Learned this Gothic cathedral was built in 38 years - an amazing feat in the Middle Ages! Cathedrals often took centuries to build, instead of several decades. For this reason, this structure's style actually looks uniform & not a patched together design like other churches.

As you can see from height of the exterior, the inside stone columns would have to be massive - they were!!!

Just off the cathedral is the "Chapter House." This is the part of the church where the daily prayers or verses were read. One of four "copies" of the Magna Carta (our Constitution is based on this document) is located in this Chapter House. The writing is extremely small & difficult to read - pictures were not allowed in this area.

LOVED the richness of the burgundy in this stained glass window ~ Salisbury Cathedral

Our final stop ~ the "BATH" part of our trip!

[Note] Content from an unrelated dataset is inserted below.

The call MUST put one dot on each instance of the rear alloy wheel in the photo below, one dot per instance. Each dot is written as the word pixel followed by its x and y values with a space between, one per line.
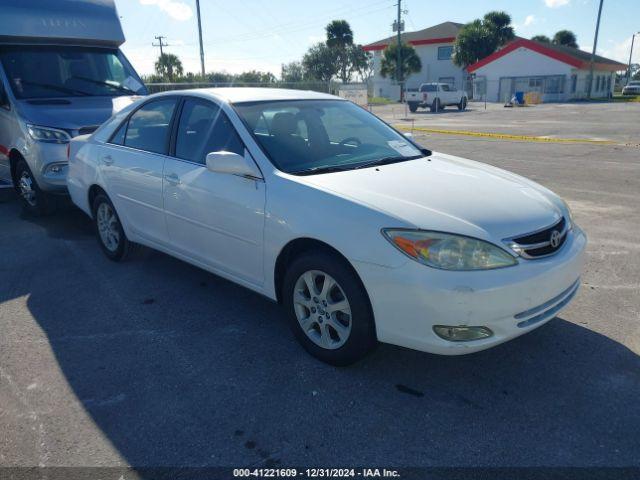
pixel 328 309
pixel 111 236
pixel 34 200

The medieval Roman baths were crowded! chaotic! they might have been spectacular but we've been to Rome, so so JPE & I breezed through the site... the tour cost included an audio guide w/lots of info... at the "numbered spots" you would key in the number to hear the information. Author, Bill Bryson, Notes on a Small Island, was one of the narrators!

We took in the "street scene" and visited the Bath Abbey, located just outside the bathhouse.

We learned this was the "last" medieval church built in England, over 500 years ago.

The church facade was pretty scruffy - but we loved the carvings... The angels are descending down the ladder....
Bath Abbey ~ angel


  1. So awesome! We didn't make it to Stonehenge. I thought you could only go inside the circle during the solstice. I'm glad to hear there is another option. Fantastic! That angel is adorable. I feel like I'm visiting England by following your journey. Thanks!

  2. How cool! Nice photos--wish I were there. Will look forward to your balance post.

  3. Mary & junebug - thanks for checking in! blogging a-broad has stretched me (finding words & pics to post)! i fear when we return i will have nothing exciting to post... but, i WILL have weekword!
    Will try to find some "balance" today!

  4. I have one important question, mostly directed to my brother: Have you been able to find good coffee?

  5. Jan ~
    YES - we've found good coffee - Starbuck's is across the street from our flat, but coffee & tea can be found in every area! London is the "melting pot of diversity" so we've found Italian cappuccino, espresso, cafe Americano (espresso that is watered down - they don't make filtered coffee); but mostly we are enjoying tea & trying new blends! The street cafes are great for people watching! and the pubs are standing room only!